Pourquoi la stratification thermique augmente-t-elle la consommation de chauffage ?
Lorsque la chaleur produite s’accumule sous toiture, le système de chauffage peut continuer à fonctionner pour maintenir une température suffisante dans les zones occupées. L’entreprise consomme alors davantage d’énergie pour compenser une mauvaise répartition de la chaleur.
Quels bâtiments sont les plus concernés par la stratification thermique ?
Les bâtiments de grande hauteur sont particulièrement concernés, notamment les ateliers industriels, les entrepôts logistiques, les bâtiments de production, les gymnases et certains grands bâtiments tertiaires.
Les déstratificateurs permettent-ils de réduire la consommation énergétique ?
Les déstratificateurs permettent de redistribuer l’air chaud accumulé dans les parties hautes vers les zones occupées.
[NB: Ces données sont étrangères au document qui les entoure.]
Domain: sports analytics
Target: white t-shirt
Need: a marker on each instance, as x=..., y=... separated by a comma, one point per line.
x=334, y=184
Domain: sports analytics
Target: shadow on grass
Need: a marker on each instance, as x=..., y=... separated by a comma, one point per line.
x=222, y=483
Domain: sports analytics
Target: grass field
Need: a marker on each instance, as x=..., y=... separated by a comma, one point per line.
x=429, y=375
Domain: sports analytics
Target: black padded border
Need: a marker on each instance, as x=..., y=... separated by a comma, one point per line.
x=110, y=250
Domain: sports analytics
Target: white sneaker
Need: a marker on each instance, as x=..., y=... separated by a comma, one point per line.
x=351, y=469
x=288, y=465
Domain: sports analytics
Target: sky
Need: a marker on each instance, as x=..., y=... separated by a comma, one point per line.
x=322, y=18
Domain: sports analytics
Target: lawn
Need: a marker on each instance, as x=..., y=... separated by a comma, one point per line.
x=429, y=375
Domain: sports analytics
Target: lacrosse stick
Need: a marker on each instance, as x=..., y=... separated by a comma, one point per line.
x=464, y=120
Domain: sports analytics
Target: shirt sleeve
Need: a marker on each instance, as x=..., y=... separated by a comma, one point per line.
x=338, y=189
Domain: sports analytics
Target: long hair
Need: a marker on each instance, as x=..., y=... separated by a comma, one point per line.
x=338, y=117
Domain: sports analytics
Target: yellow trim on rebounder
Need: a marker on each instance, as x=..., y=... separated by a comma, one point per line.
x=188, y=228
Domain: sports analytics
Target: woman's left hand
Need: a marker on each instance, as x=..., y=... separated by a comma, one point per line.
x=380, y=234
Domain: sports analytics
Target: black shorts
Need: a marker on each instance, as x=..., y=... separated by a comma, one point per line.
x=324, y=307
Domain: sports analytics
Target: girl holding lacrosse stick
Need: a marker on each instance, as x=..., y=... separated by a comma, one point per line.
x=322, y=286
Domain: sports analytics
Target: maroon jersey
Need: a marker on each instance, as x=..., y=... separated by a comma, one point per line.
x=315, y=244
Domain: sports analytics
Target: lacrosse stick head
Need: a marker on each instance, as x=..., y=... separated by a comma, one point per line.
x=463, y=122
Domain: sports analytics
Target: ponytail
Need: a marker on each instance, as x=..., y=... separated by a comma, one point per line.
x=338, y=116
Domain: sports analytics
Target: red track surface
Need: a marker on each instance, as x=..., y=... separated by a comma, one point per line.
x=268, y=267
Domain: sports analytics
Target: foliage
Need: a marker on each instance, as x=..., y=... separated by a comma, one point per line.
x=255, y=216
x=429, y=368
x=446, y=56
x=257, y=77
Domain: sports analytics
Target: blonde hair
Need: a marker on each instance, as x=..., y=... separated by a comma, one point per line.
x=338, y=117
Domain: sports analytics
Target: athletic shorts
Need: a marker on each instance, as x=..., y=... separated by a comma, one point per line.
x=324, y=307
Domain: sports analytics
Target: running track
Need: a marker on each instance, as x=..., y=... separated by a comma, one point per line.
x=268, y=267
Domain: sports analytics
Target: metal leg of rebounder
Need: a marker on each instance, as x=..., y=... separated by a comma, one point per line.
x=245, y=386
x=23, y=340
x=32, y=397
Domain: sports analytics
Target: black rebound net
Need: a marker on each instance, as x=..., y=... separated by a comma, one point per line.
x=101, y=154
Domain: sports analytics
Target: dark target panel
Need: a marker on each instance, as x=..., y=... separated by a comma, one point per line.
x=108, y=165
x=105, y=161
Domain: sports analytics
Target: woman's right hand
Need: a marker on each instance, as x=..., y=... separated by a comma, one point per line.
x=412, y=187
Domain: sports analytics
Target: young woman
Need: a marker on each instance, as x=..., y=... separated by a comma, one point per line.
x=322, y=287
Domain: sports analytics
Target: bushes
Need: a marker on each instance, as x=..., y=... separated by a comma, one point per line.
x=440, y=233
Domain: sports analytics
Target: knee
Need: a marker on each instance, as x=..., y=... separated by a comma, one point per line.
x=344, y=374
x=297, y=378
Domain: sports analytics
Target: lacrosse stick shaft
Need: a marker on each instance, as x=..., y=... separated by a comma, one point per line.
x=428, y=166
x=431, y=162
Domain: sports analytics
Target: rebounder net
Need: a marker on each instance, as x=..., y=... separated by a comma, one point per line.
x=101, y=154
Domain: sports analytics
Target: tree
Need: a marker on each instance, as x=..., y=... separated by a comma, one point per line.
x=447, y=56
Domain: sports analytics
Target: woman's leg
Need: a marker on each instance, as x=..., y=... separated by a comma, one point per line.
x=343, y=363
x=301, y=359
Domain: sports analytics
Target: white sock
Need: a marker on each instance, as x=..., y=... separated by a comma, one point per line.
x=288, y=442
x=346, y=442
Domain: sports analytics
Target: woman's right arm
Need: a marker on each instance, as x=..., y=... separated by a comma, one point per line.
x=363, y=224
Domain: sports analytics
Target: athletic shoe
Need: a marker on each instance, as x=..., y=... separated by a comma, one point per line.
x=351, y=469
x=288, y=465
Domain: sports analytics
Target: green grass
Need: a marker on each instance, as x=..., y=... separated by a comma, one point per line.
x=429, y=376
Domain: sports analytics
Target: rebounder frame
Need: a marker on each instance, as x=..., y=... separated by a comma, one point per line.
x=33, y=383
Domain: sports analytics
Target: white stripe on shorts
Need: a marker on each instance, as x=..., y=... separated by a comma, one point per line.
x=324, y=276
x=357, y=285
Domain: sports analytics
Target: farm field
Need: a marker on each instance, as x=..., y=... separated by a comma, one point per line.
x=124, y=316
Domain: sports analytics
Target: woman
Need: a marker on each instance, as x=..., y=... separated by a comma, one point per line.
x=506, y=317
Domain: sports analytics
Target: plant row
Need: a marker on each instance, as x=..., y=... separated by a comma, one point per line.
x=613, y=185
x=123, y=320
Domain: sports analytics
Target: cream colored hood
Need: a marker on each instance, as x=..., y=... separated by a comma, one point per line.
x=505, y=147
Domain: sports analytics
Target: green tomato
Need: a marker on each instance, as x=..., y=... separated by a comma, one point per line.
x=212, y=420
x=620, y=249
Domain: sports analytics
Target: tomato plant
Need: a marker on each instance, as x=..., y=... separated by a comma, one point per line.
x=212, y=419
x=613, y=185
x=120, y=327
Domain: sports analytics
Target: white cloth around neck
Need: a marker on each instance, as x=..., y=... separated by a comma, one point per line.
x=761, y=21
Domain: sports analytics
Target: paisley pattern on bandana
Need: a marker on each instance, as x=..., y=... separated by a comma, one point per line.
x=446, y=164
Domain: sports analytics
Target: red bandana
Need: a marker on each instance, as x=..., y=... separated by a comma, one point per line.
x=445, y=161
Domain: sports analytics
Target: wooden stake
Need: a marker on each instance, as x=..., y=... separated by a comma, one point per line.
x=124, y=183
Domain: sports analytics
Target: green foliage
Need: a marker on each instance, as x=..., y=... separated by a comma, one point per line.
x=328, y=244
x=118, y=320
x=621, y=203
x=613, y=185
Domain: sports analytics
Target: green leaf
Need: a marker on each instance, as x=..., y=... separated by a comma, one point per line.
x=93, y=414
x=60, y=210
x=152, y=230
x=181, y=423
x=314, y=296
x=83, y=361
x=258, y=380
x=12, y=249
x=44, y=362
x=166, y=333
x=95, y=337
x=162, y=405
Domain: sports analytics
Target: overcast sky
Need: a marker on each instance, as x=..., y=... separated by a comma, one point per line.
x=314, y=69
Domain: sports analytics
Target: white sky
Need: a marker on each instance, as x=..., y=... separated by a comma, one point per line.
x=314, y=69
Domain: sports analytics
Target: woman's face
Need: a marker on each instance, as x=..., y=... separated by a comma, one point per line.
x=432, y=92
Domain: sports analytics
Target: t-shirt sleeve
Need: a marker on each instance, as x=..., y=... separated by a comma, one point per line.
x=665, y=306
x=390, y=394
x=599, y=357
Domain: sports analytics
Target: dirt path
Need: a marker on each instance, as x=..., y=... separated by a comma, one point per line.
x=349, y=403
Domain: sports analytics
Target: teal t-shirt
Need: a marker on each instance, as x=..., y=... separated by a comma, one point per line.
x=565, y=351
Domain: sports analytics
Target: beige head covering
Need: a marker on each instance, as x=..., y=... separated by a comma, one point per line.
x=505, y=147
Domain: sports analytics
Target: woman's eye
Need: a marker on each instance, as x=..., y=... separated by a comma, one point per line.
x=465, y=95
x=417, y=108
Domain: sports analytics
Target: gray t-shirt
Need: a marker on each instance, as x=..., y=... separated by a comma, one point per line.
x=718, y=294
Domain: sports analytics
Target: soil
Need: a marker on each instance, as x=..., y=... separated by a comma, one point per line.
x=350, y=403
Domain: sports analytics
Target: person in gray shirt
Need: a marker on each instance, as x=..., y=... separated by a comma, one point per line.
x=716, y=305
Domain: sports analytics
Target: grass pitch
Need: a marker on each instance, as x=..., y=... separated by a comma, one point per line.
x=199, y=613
Les économies potentielles dépendent toutefois de la hauteur du bâtiment, du système de chauffage, du gradient thermique initial, des conditions d’exploitation et du dimensionnement de l’installation.
Faut-il remplacer le chauffage pour résoudre un problème de stratification thermique ?
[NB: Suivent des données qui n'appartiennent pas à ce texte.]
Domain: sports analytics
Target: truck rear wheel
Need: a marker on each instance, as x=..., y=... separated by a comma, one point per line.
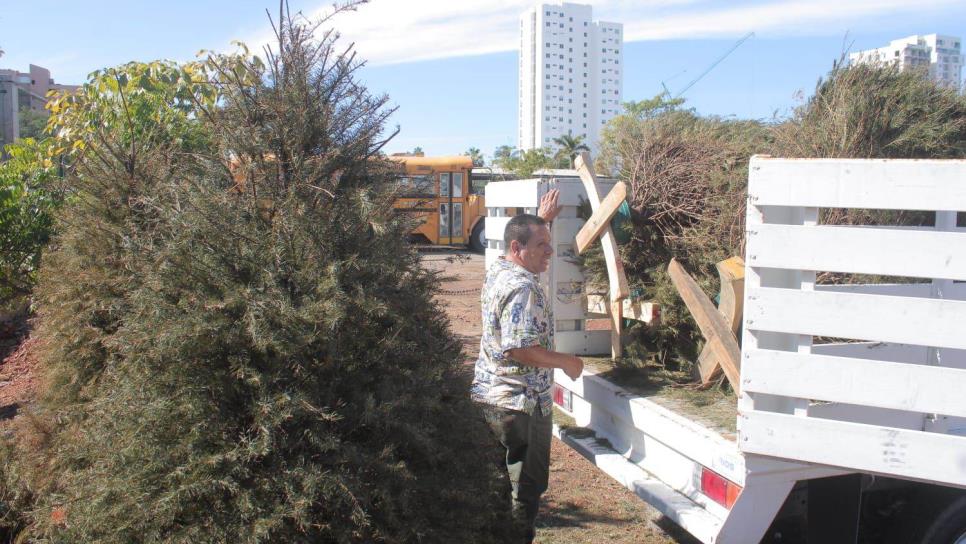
x=935, y=520
x=478, y=237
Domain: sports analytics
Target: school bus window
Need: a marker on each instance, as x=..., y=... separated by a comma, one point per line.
x=417, y=185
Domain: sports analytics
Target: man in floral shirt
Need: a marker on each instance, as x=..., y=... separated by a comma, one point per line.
x=514, y=372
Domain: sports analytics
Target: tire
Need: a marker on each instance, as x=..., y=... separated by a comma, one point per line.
x=935, y=519
x=478, y=237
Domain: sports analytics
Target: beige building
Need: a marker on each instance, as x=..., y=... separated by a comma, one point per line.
x=938, y=55
x=21, y=91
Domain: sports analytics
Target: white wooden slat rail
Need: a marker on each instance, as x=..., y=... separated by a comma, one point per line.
x=897, y=452
x=871, y=184
x=919, y=253
x=904, y=320
x=819, y=406
x=884, y=384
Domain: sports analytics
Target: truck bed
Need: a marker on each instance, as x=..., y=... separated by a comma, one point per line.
x=712, y=408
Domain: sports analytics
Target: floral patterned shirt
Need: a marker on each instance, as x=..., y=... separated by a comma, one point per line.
x=516, y=314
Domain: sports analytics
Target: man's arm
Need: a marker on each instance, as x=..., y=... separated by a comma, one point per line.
x=543, y=358
x=549, y=206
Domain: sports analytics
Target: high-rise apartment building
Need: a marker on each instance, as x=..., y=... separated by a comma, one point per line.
x=941, y=56
x=23, y=91
x=570, y=75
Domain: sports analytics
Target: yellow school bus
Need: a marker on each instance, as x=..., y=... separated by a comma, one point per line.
x=439, y=192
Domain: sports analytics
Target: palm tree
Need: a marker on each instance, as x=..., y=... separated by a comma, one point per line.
x=569, y=147
x=475, y=154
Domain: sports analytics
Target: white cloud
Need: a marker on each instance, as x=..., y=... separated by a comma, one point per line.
x=395, y=31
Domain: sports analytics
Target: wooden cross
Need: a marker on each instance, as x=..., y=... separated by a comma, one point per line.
x=730, y=306
x=721, y=344
x=599, y=226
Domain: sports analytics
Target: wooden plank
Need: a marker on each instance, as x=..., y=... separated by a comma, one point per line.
x=617, y=322
x=615, y=269
x=732, y=293
x=713, y=326
x=903, y=320
x=858, y=183
x=882, y=450
x=868, y=382
x=860, y=250
x=601, y=217
x=646, y=312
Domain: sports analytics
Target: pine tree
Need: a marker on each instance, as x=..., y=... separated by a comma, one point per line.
x=239, y=344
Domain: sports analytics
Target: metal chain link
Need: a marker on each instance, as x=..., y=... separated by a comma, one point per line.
x=459, y=291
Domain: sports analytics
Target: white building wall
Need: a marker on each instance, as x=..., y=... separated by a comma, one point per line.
x=571, y=65
x=939, y=54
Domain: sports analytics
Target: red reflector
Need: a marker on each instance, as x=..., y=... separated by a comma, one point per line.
x=718, y=489
x=562, y=397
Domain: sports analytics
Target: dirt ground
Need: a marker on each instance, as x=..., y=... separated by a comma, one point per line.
x=583, y=505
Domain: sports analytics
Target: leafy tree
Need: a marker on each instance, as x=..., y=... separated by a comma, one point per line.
x=652, y=107
x=30, y=192
x=474, y=153
x=504, y=152
x=568, y=149
x=524, y=164
x=241, y=345
x=32, y=123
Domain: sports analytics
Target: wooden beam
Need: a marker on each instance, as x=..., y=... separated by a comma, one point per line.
x=617, y=321
x=731, y=302
x=598, y=306
x=615, y=269
x=601, y=217
x=717, y=332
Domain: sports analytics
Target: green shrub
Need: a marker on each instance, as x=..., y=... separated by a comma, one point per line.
x=688, y=176
x=239, y=346
x=31, y=190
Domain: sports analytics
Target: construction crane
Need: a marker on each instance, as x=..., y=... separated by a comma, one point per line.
x=709, y=68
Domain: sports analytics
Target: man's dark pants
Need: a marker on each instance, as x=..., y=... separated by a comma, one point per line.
x=526, y=439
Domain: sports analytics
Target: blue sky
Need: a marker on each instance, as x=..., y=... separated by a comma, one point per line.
x=450, y=67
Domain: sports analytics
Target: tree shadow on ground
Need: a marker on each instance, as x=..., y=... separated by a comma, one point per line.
x=567, y=514
x=9, y=411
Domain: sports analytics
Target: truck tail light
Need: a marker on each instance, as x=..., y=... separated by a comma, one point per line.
x=562, y=397
x=719, y=489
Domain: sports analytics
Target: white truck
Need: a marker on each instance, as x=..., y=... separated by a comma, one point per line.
x=861, y=438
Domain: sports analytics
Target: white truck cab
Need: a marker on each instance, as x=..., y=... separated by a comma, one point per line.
x=852, y=408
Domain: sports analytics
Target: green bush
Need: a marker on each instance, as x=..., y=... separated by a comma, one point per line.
x=688, y=177
x=31, y=190
x=239, y=346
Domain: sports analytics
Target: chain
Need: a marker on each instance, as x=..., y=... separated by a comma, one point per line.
x=459, y=291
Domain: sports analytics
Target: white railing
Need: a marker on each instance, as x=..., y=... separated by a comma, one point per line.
x=895, y=403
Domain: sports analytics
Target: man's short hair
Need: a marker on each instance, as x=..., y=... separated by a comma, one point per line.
x=518, y=228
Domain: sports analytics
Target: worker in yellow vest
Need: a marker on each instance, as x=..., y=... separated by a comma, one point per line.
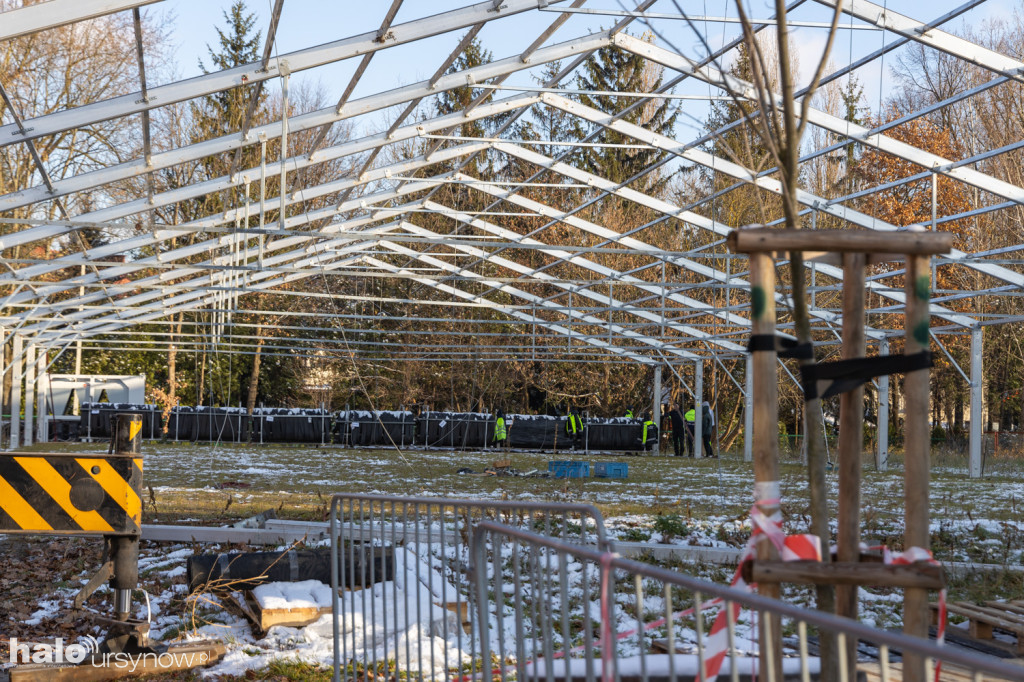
x=573, y=428
x=500, y=431
x=690, y=418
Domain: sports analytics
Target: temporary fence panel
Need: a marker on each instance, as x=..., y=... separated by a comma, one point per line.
x=640, y=622
x=420, y=624
x=455, y=429
x=387, y=428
Pas nécessairement. Avant d’investir dans un nouveau système de chauffage, il est recommandé d’analyser la distribution de la chaleur dans le bâtiment. Dans certains cas, une optimisation de la régulation ou l’installation d’une solution de déstratification peut permettre d’améliorer le confort et la performance énergétique.
Comment réduire la stratification thermique dans un bâtiment industriel ?
La réduction de la stratification peut passer par une meilleure régulation du chauffage, une optimisation de la circulation de l’air, une amélioration de l’isolation et, dans certains bâtiments, par l’installation de déstratificateurs d’air correctement dimensionnés.